Since the vast majority of workers and farmers in the sugar industry are Indians, one cannot accuse Kissoon, who is Indian, of being against his own people because of his criticisms of them I noted earlier. He has implicit faith in their perseverance and resilience, such that he calls for all the demobilised sugar cane lands to be given to them, presumably through leases, for agricultural pursuits.

Still, he thinks they are "racial", from top to bottom, and he explains. Most of the diaspora who reside in the USA were against Barack Obama becoming president of the USA-only because he was seen as a black man. In Guyana, he says, if he met ten Indians and asked their views on the incumbent Afro-dominated APNU government, they would be unanimously against it remaining in power. But if he spoke with ten Afro-Guyanese, five would be for and five against. If he did the same exercise when the Indo-dominated PPP government was in power, all the Indians would be supportive of it, and again, the Afros would be divided.

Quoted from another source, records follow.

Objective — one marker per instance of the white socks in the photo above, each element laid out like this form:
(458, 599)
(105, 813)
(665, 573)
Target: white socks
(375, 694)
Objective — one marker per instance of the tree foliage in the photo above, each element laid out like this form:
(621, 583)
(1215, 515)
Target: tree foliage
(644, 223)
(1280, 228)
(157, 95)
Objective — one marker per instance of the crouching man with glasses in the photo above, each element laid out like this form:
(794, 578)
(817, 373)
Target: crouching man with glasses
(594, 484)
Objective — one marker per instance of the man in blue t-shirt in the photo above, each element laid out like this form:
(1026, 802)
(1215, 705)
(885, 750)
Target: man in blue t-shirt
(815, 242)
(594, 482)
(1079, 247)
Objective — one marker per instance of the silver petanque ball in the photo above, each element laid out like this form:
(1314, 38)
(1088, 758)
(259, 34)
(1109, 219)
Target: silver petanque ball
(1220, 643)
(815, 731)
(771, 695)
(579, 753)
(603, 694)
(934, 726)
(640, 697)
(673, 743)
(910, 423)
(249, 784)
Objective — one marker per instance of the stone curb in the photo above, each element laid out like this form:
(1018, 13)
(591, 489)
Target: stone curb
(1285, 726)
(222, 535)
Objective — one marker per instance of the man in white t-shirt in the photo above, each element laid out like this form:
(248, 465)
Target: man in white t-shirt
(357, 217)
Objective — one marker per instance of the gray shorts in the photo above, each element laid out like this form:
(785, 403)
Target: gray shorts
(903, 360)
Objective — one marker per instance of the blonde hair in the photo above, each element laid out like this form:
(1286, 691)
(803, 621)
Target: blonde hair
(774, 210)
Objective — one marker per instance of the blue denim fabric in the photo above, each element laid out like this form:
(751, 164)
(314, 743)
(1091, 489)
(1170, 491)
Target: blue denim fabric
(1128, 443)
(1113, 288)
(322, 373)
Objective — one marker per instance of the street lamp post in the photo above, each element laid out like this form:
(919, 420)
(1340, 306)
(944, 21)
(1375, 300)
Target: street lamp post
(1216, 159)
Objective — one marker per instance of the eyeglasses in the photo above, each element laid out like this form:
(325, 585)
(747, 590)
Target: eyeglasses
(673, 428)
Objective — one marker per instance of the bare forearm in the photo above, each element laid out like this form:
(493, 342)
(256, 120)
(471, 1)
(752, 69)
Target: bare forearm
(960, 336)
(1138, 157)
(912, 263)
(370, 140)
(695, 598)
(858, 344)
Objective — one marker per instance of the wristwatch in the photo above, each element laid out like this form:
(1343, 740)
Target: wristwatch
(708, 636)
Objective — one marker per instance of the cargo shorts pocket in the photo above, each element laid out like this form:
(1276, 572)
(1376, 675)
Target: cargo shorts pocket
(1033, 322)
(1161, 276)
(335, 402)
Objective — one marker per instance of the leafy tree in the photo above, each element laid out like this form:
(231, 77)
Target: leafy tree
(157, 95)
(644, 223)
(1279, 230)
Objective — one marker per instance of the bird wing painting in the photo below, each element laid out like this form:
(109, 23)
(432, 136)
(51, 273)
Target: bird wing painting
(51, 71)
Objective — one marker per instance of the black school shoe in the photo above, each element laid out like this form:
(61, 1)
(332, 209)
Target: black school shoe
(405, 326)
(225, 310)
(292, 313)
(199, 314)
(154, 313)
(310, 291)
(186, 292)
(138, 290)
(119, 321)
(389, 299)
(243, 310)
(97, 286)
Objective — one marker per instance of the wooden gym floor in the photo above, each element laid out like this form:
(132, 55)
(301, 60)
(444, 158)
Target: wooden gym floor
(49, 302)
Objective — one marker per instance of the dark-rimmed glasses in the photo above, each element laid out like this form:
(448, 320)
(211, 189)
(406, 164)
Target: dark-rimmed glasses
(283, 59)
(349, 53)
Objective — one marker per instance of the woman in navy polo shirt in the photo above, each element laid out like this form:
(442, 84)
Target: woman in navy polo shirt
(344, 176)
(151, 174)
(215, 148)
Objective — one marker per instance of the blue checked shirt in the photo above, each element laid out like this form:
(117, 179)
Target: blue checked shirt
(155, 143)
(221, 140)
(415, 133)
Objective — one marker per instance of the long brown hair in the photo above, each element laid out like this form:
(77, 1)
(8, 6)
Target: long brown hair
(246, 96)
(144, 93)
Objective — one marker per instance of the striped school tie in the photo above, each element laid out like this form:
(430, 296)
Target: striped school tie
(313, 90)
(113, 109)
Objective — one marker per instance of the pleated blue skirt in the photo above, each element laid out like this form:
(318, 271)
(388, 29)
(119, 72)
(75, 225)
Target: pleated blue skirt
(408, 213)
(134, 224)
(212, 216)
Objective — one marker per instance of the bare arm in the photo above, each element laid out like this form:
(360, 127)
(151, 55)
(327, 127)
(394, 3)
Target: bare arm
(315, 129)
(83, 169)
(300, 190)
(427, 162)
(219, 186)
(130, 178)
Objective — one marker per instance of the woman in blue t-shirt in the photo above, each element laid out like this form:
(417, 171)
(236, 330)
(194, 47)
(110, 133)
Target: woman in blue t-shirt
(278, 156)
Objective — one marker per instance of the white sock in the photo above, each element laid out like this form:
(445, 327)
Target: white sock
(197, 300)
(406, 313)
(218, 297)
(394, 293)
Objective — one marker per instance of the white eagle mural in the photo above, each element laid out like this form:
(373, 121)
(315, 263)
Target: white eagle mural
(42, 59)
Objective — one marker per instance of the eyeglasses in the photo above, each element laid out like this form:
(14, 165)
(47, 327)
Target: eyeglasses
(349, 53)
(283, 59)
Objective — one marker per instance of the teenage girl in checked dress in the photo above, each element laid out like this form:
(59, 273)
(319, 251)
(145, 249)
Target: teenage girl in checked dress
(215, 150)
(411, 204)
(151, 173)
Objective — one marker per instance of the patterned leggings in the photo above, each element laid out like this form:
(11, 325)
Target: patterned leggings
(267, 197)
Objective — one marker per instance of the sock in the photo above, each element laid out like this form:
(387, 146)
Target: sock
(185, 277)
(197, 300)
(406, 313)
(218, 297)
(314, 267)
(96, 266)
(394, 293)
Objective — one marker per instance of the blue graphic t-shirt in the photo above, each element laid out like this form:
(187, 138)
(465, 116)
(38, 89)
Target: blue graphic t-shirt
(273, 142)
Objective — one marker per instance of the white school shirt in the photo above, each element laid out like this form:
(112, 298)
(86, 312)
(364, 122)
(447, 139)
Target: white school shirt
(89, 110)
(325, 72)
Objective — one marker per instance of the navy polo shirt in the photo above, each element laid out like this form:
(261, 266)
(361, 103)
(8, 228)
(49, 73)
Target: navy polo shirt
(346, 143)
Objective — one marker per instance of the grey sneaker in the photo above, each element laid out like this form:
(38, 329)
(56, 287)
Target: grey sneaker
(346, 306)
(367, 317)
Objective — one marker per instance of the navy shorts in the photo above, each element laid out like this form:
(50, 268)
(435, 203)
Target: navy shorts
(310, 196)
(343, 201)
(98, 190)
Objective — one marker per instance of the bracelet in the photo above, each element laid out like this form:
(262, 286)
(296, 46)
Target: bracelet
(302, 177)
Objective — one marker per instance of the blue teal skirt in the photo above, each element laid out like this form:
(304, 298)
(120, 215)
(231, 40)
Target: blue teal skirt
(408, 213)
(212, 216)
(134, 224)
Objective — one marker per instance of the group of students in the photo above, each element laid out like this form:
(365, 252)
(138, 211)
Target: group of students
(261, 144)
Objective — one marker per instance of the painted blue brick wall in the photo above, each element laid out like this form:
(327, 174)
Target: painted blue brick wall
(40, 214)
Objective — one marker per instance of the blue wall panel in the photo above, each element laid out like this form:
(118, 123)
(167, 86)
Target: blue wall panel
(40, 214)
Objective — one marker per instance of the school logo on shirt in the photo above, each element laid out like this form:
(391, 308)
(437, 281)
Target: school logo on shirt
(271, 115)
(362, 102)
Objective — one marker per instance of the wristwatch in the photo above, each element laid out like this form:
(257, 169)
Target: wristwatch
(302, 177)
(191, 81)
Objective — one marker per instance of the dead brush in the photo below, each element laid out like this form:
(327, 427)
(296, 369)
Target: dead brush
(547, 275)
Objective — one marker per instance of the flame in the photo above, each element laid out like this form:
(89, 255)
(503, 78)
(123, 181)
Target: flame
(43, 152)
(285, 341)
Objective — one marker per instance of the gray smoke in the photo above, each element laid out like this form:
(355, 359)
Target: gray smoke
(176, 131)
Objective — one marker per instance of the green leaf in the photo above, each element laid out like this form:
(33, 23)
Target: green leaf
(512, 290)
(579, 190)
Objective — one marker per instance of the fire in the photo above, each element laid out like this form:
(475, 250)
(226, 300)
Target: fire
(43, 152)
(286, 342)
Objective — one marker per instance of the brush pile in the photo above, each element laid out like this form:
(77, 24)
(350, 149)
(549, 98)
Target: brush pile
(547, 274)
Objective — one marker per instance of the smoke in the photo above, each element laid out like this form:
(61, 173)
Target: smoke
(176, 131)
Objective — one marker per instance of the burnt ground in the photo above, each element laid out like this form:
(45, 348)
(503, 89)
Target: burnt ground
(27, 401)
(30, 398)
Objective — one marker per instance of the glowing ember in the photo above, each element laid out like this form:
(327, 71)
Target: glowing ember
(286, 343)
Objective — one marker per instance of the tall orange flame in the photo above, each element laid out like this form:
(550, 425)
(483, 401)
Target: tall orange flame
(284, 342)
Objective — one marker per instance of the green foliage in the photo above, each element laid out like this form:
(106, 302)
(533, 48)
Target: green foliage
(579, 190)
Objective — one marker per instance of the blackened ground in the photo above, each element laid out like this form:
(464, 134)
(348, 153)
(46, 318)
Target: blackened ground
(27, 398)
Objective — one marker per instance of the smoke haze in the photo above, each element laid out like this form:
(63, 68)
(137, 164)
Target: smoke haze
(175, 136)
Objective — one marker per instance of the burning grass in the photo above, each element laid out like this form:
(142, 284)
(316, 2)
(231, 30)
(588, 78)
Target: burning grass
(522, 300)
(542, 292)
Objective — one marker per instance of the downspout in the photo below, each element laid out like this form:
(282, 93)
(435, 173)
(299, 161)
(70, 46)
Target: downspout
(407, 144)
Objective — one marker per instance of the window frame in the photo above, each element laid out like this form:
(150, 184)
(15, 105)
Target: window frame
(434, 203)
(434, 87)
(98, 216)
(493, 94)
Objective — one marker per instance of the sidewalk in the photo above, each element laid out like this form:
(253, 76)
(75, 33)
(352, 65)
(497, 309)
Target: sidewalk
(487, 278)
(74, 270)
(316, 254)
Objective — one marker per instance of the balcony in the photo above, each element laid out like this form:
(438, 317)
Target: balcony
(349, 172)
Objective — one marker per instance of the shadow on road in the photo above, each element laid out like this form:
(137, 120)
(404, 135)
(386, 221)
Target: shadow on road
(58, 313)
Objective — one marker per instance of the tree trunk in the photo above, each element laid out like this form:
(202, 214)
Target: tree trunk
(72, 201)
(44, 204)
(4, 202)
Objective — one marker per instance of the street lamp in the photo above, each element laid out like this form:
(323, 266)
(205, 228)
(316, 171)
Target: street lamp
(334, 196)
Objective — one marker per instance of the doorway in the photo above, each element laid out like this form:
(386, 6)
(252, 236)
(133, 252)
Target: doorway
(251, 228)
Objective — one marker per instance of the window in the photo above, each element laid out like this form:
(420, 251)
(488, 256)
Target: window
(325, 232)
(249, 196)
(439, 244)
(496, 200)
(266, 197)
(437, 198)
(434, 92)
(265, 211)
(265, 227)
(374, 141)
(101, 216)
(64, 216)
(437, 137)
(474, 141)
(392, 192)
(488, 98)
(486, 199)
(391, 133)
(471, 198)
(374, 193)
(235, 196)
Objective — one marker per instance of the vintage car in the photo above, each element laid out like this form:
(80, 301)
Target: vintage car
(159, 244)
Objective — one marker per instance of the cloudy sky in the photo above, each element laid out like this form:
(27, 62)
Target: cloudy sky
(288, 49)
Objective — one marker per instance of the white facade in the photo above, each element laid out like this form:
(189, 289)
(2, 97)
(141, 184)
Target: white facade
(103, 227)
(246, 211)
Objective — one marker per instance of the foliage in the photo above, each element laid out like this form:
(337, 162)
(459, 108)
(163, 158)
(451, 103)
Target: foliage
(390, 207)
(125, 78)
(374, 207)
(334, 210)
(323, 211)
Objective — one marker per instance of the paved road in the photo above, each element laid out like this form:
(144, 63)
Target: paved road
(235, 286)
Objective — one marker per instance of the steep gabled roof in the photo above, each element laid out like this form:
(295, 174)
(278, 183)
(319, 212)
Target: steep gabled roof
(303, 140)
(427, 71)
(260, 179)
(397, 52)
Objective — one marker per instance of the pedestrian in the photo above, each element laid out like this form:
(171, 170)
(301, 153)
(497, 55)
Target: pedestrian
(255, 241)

Kissoon wrote that he felt such racially-anchored politics was peculiar to Indo-Guyanese, not to their counterparts in Trinidad & Tobago, Mauritius or Fiji.

Well I have news for Freddie: I don't know about the latter two island-states, but when it comes to political allegiance, more than 75 percent of Indo-Trinis vote for whichever party is seen as the main Indian force, matters not if its principals are seen as being corrupt, inept or anything else negative.

I dare argue that except for the pre-1970 period when Dr Eric Williams and the PNM commanded maybe 80 percent of the Afro-votes purely on race and Williams's charisma, most Afro-Trinis have shed blind race-loyalty. Of course, I don't have any empirical evidence to support this claim. But tell me, what accounted for Karl Hudson-Phillips's ONR polling 91,000 votes in 1981? Or the ANR Robinson-led NAR sweeping the 1986 election 33-3? And Patrick Manning losing in 2010?

The Afro-vote has long ceased to be racially anchored. Mostly, the Indo-vote remains a monolith that is manipulated by, not the party, but the Chief (Panday-till-ah-dead, pre-2010, then Queen Kamla), which is an even worse form of tribalism than what obtains among Indo-Guyanese. This thinly-veiled racialism (not racism) spans the societal strata. It includes relics of an indenture-era long gone, beneficiaries of an education system that did not discriminate by race, and yes, Freddie, even professionals and professors.

When so accused, they invoke righteous indignation: Me? I am no racist! And indeed they aren't. In Trinidad, almost everyone from different ethnicities has friends, even relatives, of other races. We mix socially, as neighbours, at schools and workplaces, at fetes, funerals and so on.

But when it comes to politics, Indians don't mince matters: "apan jhat" is the guiding and deciding factor. Hey, but I voted for Robinson in 1986! Yes, because Panday told you to. Yow! Look at how many Afros we have in our ranks! Sure, they are window dressing that can be changed overnight-ask Jack Warner and sundry others.

Tribalism among most Indians, and, I imagine, some other ethnicities elsewhere in the world, cannot be easily explained. We are doomed to dwell with this anachronism in this life and the next, in Guyana, Trinidad — a case of marking time in perpetuity.